StoryEditor
E-commerce
01.09.2022 00:00

Glovo dostarczy do domów kosmetyki ze sklepów Fale Loki Koki

Fale Loki Koki - sieć specjalistycznych sklepów i hurtowni fryzjerskich oraz Glovo – firma dostarczająca produkty do domu konsumentów – podjęły współpracę. Użytkownicy aplikacji Glovo uzyskali dostęp do kilkuset profesjonalnych produktów kosmetycznych z sieci Fale Loki Koki. Glovo deklaruje, że dostarczy je do domów zamawiających w kilkadziesiąt minut. Ta opcja jest dostępna w 30 miastach w Polsce

Niedawno pisaliśmy o tym, że w Stanach Zjednoczonych marka The Body Shop podpisała umowę z Uber Eats i za pośrednictwem tej aplikacji będzie dostarczać kosmetyki do domów klientów.

The Body Shop sprzedaje w USA za pośrednictwem Uber Eats

Teraz na naszym rynku współpracę podjęły sieć specjalistycznych sklepów i hurtowni fryzjerskich Fale Loki Koki i firma Glovo.
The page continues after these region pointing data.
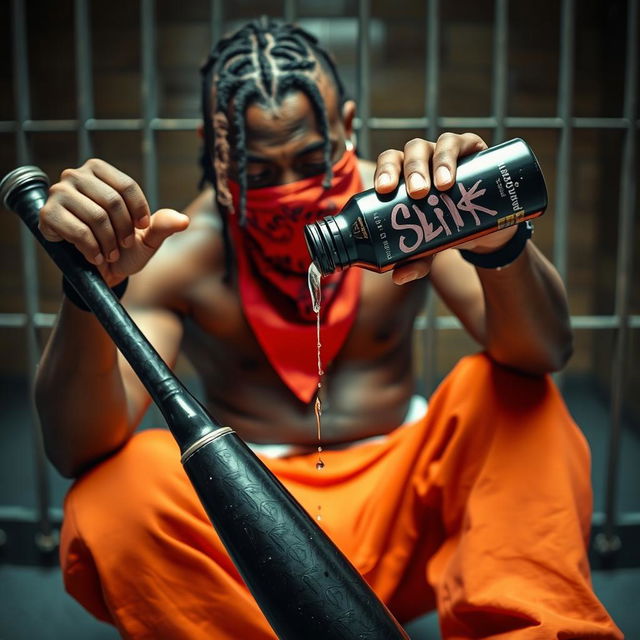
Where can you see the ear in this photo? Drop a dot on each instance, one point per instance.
(348, 114)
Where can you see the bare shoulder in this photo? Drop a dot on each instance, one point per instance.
(183, 260)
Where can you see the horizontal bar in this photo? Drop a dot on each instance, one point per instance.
(191, 124)
(577, 322)
(46, 320)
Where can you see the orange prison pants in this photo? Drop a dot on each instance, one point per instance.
(481, 509)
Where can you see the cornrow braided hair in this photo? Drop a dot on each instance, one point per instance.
(261, 62)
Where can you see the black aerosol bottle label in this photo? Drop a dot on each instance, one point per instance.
(494, 189)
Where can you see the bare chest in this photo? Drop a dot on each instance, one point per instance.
(218, 327)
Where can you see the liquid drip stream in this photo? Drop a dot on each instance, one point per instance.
(316, 294)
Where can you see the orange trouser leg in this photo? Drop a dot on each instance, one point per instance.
(138, 551)
(513, 480)
(482, 507)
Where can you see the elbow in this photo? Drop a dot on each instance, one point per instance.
(536, 358)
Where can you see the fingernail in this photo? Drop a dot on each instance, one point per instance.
(417, 182)
(407, 277)
(443, 175)
(384, 180)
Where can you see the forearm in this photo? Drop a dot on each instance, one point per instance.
(80, 395)
(526, 311)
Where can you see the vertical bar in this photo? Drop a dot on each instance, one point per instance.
(217, 19)
(289, 10)
(432, 65)
(46, 537)
(499, 88)
(83, 77)
(563, 161)
(609, 541)
(149, 101)
(364, 74)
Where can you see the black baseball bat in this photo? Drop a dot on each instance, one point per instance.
(303, 583)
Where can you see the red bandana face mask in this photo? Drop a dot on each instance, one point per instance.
(271, 253)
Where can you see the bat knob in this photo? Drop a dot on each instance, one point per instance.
(20, 180)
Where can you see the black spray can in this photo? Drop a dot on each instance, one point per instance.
(494, 189)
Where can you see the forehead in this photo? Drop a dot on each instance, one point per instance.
(292, 116)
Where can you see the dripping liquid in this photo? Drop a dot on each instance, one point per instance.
(315, 291)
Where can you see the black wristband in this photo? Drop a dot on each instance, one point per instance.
(77, 300)
(506, 254)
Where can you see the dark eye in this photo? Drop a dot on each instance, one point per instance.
(258, 177)
(311, 167)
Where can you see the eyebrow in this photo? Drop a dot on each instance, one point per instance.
(310, 148)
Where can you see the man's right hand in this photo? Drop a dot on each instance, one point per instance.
(105, 215)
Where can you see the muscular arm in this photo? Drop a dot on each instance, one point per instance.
(518, 313)
(88, 398)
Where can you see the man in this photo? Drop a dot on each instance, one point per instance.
(479, 506)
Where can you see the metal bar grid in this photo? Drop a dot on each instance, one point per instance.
(609, 541)
(372, 123)
(46, 536)
(432, 122)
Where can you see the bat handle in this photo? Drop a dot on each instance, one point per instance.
(24, 191)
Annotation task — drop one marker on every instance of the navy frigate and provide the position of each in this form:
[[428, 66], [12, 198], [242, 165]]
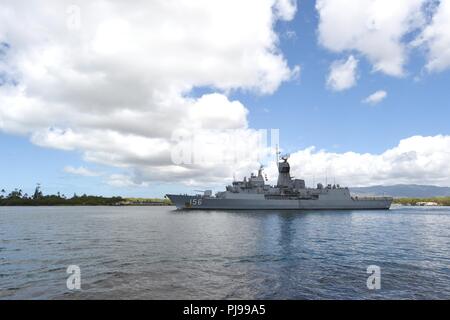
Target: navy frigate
[[287, 194]]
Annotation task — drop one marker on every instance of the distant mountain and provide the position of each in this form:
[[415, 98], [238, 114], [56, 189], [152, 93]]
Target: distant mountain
[[403, 190]]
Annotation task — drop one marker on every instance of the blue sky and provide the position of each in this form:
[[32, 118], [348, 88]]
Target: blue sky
[[307, 112]]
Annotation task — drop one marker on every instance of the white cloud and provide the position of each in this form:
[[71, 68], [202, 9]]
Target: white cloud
[[376, 97], [436, 38], [122, 181], [342, 74], [118, 86], [374, 28], [81, 171], [418, 159]]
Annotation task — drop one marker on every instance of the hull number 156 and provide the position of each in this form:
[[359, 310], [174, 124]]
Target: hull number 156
[[196, 202]]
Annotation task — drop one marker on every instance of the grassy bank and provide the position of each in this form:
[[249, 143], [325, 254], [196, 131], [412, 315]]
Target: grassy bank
[[442, 201]]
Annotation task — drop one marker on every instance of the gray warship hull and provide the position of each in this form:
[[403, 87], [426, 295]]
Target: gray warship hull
[[287, 194], [188, 202]]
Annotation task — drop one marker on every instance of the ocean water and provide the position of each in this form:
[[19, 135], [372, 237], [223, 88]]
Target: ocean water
[[160, 253]]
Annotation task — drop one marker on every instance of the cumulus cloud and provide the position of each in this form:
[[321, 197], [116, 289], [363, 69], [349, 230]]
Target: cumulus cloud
[[436, 38], [374, 28], [342, 74], [115, 81], [376, 97], [81, 171], [418, 159]]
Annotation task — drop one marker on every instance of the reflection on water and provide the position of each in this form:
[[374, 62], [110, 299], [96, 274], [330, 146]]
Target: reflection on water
[[160, 253]]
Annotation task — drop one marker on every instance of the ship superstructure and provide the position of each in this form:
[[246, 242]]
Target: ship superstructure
[[254, 194]]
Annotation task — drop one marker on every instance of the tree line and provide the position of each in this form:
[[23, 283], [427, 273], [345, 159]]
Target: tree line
[[17, 197]]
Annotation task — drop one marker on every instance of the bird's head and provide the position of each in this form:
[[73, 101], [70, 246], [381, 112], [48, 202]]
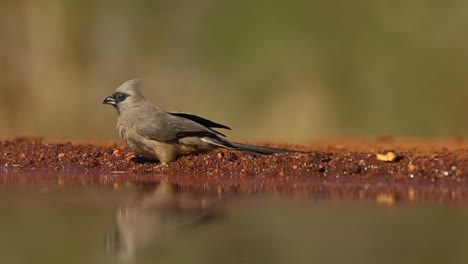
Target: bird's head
[[126, 96]]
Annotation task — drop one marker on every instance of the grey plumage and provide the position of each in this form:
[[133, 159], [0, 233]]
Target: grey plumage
[[158, 134]]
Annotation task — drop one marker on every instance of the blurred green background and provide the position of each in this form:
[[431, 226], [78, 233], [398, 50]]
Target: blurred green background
[[290, 71]]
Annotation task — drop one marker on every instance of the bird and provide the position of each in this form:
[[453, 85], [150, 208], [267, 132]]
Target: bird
[[157, 134]]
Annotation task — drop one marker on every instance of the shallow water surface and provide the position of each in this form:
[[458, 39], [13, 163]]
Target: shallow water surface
[[165, 223]]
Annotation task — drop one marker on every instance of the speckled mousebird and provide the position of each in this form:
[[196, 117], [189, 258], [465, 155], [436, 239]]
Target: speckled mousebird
[[154, 133]]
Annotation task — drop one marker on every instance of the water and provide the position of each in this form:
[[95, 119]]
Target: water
[[164, 223]]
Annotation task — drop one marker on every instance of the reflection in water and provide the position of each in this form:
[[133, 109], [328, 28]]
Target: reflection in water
[[155, 211]]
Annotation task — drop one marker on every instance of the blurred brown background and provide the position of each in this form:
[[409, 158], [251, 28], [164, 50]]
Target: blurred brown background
[[289, 71]]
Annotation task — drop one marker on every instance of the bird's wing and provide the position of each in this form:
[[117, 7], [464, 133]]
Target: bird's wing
[[164, 126], [200, 120]]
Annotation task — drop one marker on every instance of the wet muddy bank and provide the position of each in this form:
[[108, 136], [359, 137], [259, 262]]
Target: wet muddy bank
[[441, 164]]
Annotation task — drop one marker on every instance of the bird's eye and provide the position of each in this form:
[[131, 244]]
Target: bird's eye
[[120, 97]]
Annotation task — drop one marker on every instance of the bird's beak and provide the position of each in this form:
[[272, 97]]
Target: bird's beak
[[109, 100]]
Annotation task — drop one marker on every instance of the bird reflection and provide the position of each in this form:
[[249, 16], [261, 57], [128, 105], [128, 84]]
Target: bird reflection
[[157, 210]]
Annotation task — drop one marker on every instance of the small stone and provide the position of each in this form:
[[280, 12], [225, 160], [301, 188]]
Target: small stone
[[60, 156]]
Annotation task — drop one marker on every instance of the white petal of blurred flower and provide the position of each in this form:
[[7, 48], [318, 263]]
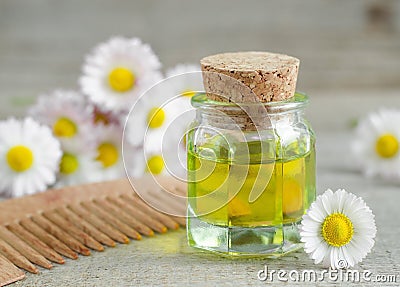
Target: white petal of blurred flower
[[78, 165], [29, 157], [338, 229], [117, 72], [109, 151], [67, 113], [376, 144], [185, 80], [151, 114], [152, 158]]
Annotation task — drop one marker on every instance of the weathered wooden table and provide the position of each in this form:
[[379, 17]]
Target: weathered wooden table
[[166, 260]]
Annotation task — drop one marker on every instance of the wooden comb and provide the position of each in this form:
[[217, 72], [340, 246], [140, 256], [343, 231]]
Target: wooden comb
[[44, 227]]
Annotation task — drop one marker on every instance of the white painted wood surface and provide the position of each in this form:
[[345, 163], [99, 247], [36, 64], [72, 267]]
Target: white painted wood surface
[[166, 260]]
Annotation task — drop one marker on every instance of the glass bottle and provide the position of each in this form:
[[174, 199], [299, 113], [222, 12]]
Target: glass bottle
[[251, 176]]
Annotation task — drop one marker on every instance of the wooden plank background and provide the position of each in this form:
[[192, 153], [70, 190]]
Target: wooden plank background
[[350, 52], [347, 48]]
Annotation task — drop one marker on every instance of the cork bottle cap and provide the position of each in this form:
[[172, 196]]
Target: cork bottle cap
[[250, 76]]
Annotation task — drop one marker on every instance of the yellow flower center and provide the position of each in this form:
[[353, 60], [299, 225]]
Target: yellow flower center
[[121, 80], [101, 118], [387, 146], [337, 229], [20, 158], [155, 164], [108, 154], [69, 163], [155, 118], [188, 93], [64, 127]]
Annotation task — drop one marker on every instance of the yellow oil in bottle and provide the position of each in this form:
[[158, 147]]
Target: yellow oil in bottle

Jak czytamy w komunikacie Glovo będzie   jedyną platformą w kraju, która umożliwia zamawianie produktów kosmetycznych i pielęgnacyjnych oferowanych przez Fale Loki Koki, prosto do domów użytkowników w zaledwie kilkadziesiąt minut. 

– Do naszej szerokiej oferty gastronomicznej czy spożywczej dołączamy teraz także profesjonalne kosmetyki i produkty do pielęgnacji włosów. Dzięki Glovo klient może otrzymać je w mniej niż godzinę. W ten sposób zakupy stają się coraz wygodniejsze a użytkownicy mogą otrzymać produkty szybciej niż w ramach standardowych dostaw w e-commerce  – mówi Beata Wronowska, Partner Business Leader Q-Commerce w Glovo Polska.

– Fale Loki Koki to marka, która dzięki Glovo jeszcze mocniej otwiera się na klientów indywidualnych, dla których pielęgnacja włosów na najwyższym poziomie stanowi istotną część stylu życia. Nasi klienci oczekują dostępu do produktów z szybką dostawą do domu, dzięki której mogą kontynuować profesjonalną pielęgnację w domu już po wyjściu od fryzjera – skomentowała Karolina Kawczyńska, dyrektor marketingu Fale Loki Koki.

Fale Loki Koki, to sieć sklepów specjalistycznych oraz hurtowni fryzjerskich, które oferują kompletny asortyment profesjonalnych produktów do włosów. W ofercie znajdują się m.in: szampony, odżywki do włosów, farby, lakiery, balsamy, pomady, fluidy do stylizacji, a także wiele dodatkowych akcesoriów.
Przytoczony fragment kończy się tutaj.